Si on y réfléchit, cette idée que le bien advient par le mal et par le retournement du mal, cette idée de la puissance du négatif s’accomplissant jusqu’à la négation de la négation, s’accorde cependant avec la tradition chrétienne. La justice de Dieu dans le monde passe par le mal. Il faut que Judas trahisse Jésus et que, par là, le fils de Dieu (fils de l’homme) soit mis à mort pour que le rachat des péchés soit possible. Cette mise à mort, sacrilège suprême, déicide, apparaît comme le moment nécessaire pour la « bonne nouvelle » soit donnée à toute l’humanité, cette bonne nouvelle qui annonce : « Heureux les affligés, car ils seront consolés! / Heureux les débonnaires, car ils hériteront la terre! / Heureux ceux qui ont faim et soif de la justice, car ils seront rassasiés! » (Matthieu, 5).

Car c’est bien à cette source qu’on doit comprendre la pensée hégélienne du mal. « En tant qu’il est substance, l’esprit est l’inflexible et juste identité à soi-même ; mais en tant qu’être pour soi, cette substance est la bonté dissoute, qui se sacrifie, en laquelle chacun accomplit son œuvre propre, déchire l’être universel et en prend sa part. » (Phénoménologie de l’esprit, VI, trad. JP Lefebvre) Le « mouvement et l’âme » de l’esprit est là tout entier. Sans quoi il ne serait qu’« essence morte » dit encore Hegel. La bonté doit se sacrifier – c’est le sens du sacrifice du Fils – et chacun doit prendre sa part de l’universel, c'est-à-dire que le particulier « déchire » l’universel, mais c’est seulement dans ce déchirement du monde éthique en l’au-delà et l’ici-bas que va advenir « la conscience de soi effective de l’esprit absolu ». L’analyse des grandes tragédies grecques d’Œdipe et d’Antigone peut servir de fil directeur pour comprendre comment, selon Hegel, par cette déchirure peut se constituer la moralité effective, la Sittlichkeit.

Nous partons du royaume éthique, « monde immaculé que ne souille aucune scission », celui que donne la famille. La loi humaine et la loi divine y sont à la fois séparées et réunies immédiatement. Tant que l’individu est simplement un membre de la famille, tant qu’il n’existe pas pour lui même, mais seulement comme « ombre ineffective », la paix règne dans le royaume éthique.
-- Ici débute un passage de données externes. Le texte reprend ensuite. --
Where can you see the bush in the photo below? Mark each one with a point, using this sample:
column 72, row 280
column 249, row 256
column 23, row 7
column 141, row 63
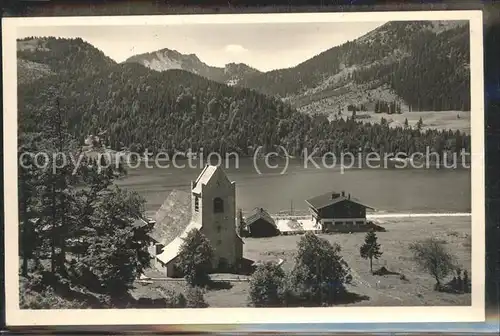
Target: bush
column 266, row 286
column 195, row 258
column 433, row 257
column 195, row 298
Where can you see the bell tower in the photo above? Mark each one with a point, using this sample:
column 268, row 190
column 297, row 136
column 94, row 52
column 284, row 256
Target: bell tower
column 214, row 207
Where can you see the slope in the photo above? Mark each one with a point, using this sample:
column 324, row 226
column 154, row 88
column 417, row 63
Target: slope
column 166, row 59
column 424, row 65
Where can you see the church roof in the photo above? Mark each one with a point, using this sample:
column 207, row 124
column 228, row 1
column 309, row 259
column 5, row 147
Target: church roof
column 173, row 217
column 204, row 177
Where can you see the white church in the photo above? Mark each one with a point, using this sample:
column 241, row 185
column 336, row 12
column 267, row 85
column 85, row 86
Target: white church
column 211, row 208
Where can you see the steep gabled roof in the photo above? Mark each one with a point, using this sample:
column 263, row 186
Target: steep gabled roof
column 330, row 198
column 204, row 177
column 173, row 217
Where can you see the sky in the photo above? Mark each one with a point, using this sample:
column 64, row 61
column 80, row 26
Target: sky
column 264, row 46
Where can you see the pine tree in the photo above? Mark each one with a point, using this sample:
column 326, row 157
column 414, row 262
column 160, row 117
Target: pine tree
column 370, row 249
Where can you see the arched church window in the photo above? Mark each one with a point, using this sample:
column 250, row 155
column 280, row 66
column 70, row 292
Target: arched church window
column 218, row 205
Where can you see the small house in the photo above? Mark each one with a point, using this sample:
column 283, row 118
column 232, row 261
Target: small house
column 261, row 224
column 337, row 212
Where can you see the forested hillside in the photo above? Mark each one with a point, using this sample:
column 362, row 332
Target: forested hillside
column 423, row 64
column 177, row 110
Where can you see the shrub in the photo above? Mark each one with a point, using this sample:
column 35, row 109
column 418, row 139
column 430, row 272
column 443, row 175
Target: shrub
column 195, row 258
column 320, row 273
column 265, row 286
column 370, row 249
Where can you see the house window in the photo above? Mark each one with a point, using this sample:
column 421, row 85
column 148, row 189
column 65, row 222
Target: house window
column 218, row 205
column 196, row 204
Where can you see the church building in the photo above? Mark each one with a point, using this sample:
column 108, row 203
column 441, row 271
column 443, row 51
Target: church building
column 211, row 208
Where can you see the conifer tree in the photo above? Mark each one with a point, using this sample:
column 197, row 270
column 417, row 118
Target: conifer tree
column 370, row 249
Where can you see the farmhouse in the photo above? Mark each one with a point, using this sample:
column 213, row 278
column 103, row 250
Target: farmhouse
column 260, row 224
column 337, row 211
column 210, row 208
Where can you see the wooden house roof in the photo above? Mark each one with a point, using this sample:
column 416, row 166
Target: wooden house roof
column 330, row 198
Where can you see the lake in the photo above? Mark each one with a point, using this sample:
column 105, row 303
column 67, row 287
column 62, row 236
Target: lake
column 386, row 190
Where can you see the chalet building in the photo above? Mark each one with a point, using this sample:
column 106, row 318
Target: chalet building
column 208, row 207
column 337, row 211
column 261, row 224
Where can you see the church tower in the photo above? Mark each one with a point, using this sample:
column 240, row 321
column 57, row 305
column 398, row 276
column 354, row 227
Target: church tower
column 214, row 208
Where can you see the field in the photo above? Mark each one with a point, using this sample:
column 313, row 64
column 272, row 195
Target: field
column 388, row 290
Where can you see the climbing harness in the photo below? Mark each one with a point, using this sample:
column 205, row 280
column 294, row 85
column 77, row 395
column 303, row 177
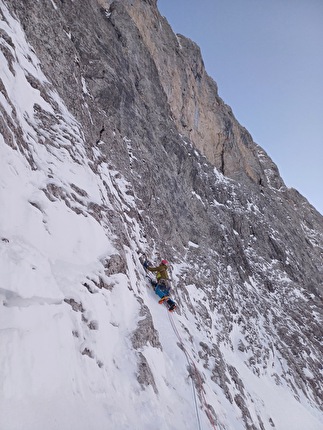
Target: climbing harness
column 197, row 374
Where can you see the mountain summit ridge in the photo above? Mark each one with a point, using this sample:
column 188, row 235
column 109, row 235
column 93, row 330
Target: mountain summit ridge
column 114, row 142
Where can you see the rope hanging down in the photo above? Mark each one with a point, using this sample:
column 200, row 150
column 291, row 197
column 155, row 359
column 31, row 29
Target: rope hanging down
column 192, row 364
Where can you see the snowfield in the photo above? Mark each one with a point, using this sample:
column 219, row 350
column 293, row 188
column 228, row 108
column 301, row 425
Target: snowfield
column 84, row 346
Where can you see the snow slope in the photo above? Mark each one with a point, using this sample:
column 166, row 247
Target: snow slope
column 84, row 345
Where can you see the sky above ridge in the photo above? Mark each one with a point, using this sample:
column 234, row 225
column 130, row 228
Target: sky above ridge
column 267, row 59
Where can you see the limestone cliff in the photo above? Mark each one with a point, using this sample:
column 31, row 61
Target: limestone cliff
column 109, row 119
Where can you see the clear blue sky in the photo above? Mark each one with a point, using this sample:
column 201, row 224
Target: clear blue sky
column 267, row 59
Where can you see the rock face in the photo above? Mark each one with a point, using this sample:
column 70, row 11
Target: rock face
column 246, row 251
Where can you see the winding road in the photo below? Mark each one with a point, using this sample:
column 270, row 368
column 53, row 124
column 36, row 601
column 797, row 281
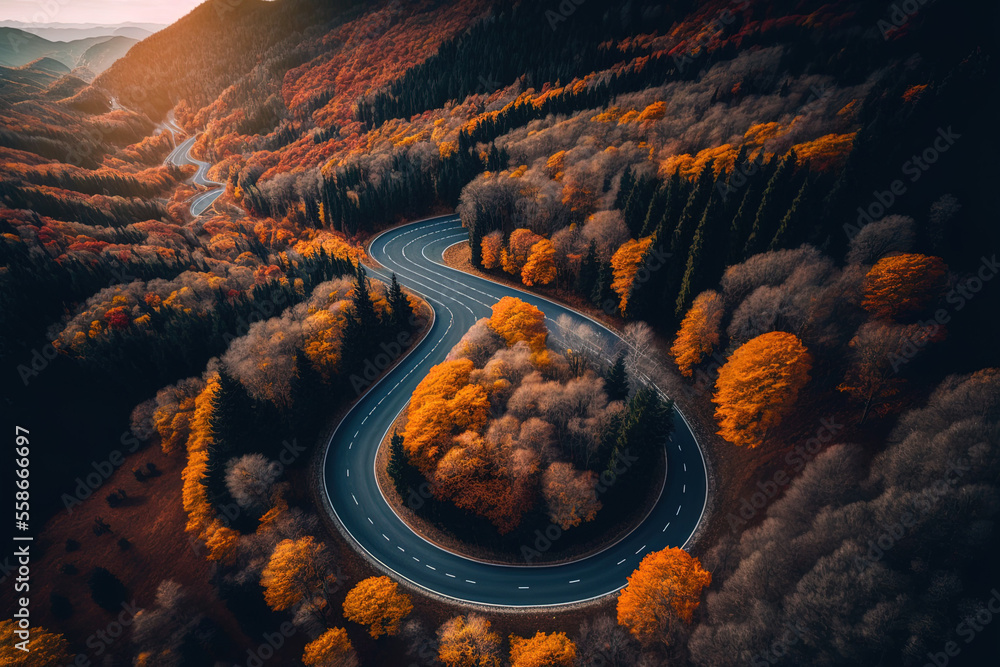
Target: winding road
column 180, row 156
column 414, row 252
Mais l’individu doit agir pour lui-même que c’est l’acte qui en « trouble la tranquillité de l’organisation et du mouvement ». La conscience de soi veut entrer dans son droit et c’est seulement par l’acte que cela se peut faire, « l’acte qui est le Soi-même effectif ». Dans l’acte, les lois divine aussi bien qu’humaine semblent s’annuler. C’est la « terrible nécessité du destin » qui prend le dessus, ce destin où s’abîment les deux consciences de soi de l’homme et de la femme (père et mère) pour qu’advienne l’être pour soi absolu de la conscience de soi purement individuelle. D’où procède ce mouvement ? Il se déploie à parti du royaume souci éthique. Œdipe quitte ceux qu’il croit être ses parents pour éviter d’être conduit au double crime prédit par l’oracle. Antigone choisit la loi des dieux contre l’ordre de Créon. Pour Hegel, ce conflit n’est pas la collision du devoir et de la passion – car la passion peut être un devoir – ni la collision d’un devoir avec un autre devoir – collision comique qui verrait un absolu habité d’une opposition. Œdipe et Antigone savent ce qu’ils ont à faire. En effet, « la conscience éthique sait ce qu’elle a à faire et elle est bien décidée à appartenir à une loi, que ce soit la loi divine ou la loi humaine. » Mais ce passage à l’acte, parce qu’il signifie que la conscience se décide pour l’une ou l’autre loi, la loi divine ou la loi humaine, la place « comme dans une malheureuse collision du seul devoir et de l’effectivité dépourvue de droit ». Et donc « tout ceci fait naître chez la conscience l’opposition de ce qui est su et de ce qui n’est pas su, de même que cela fait naître dans la substance, celle du conscient et de l’inconscient ; et le droit absolu de la conscience de soi éthique entre en conflit avec le droit divin de l’essence. »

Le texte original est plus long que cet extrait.